Si les violeurs et les sadiques sont tous deux cruels, sans empathie, et ne se soucient pas de la victime, ils ont là encore des motivations différentes. Pour le sadique, l’excitation sexuelle est renforcée par (ou peut résider exclusivement dans) le fait d’être cruel d’une manière qui suscite la douleur. Pour le violeur, la douleur infligée est instrumentale.
Le violeur et le sadique n’ont pas de conscience qui les empêche de faire du mal aux autres, mais seul le sadique a besoin de la douleur de la victime comme stimulant sexuel.
Le viol est toujours un crime odieux, laid, violent et cruel. Mais la violence et la cruauté qui font partie de tous les viols ne doivent pas être confondues avec la violence et la cruauté spécifiquement motivées qui distinguent le sadisme sexuel (la douleur de la victime étant nécessaire pour générer une excitation sexuelle).
Si cette distinction n’est pas faite, la plupart des violeurs pourraient recevoir un diagnostic incorrect de trouble mental de sadisme sexuel. Ils seraient alors soumis à un internement psychiatrique SVP pour ce qui n’est en réalité qu’un crime, et non un trouble mental. Le fait d’être violent et insensible pendant un viol est inhérent au crime et ne peut être considéré comme un trouble mental. Une utilisation aussi lâche du sadisme sexuel serait un abus du diagnostic psychiatrique, conduisant à une incarcération psychiatrique injustifiée.

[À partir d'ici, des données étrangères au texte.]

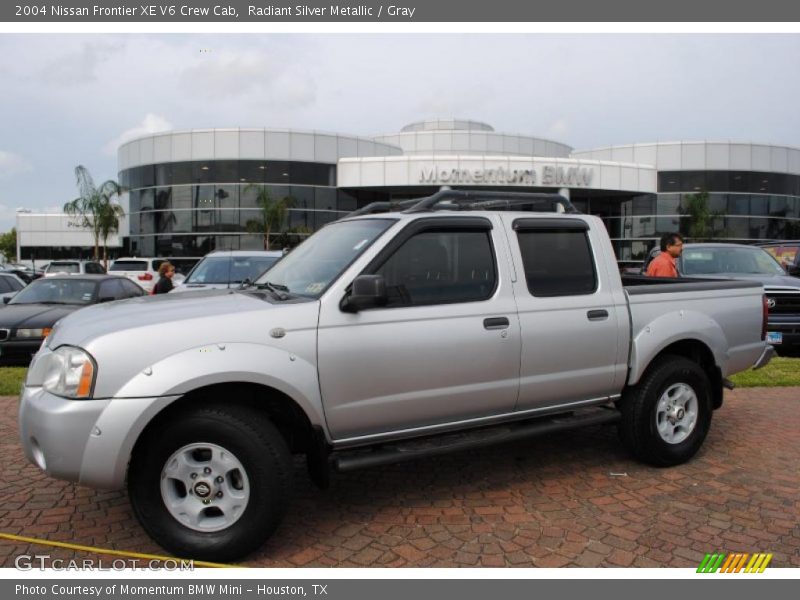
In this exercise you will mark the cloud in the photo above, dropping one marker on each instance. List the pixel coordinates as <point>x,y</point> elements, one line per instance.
<point>150,124</point>
<point>274,80</point>
<point>13,164</point>
<point>79,68</point>
<point>558,129</point>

Les lois SVP et leur application sont censées servir l’objectif louable de la sécurité publique. La motivation est bien intentionnée et compréhensible, mais la violation des droits constitutionnels fondamentaux qui en résulte est un prix trop élevé à payer. Nous ne devons pas suivre l’exemple malheureux d’autres pays qui ont abusé du diagnostic psychiatrique à des fins d’incarcération. Cet abus de la psychiatrie est une pente glissante qui peut conduire à la suppression de la dissidence politique, des différences individuelles et des droits civils fondamentaux.
Bien sûr, il y aura le violeur occasionnel qui répondra également aux critères du sadisme sexuel et qui pourrait donc, de manière appropriée, être diagnostiqué ainsi et interné dans une procédure SVP. Mais la plupart des violeurs sont des criminels, pas des malades mentaux. Leur placement approprié est la prison et non l’hôpital.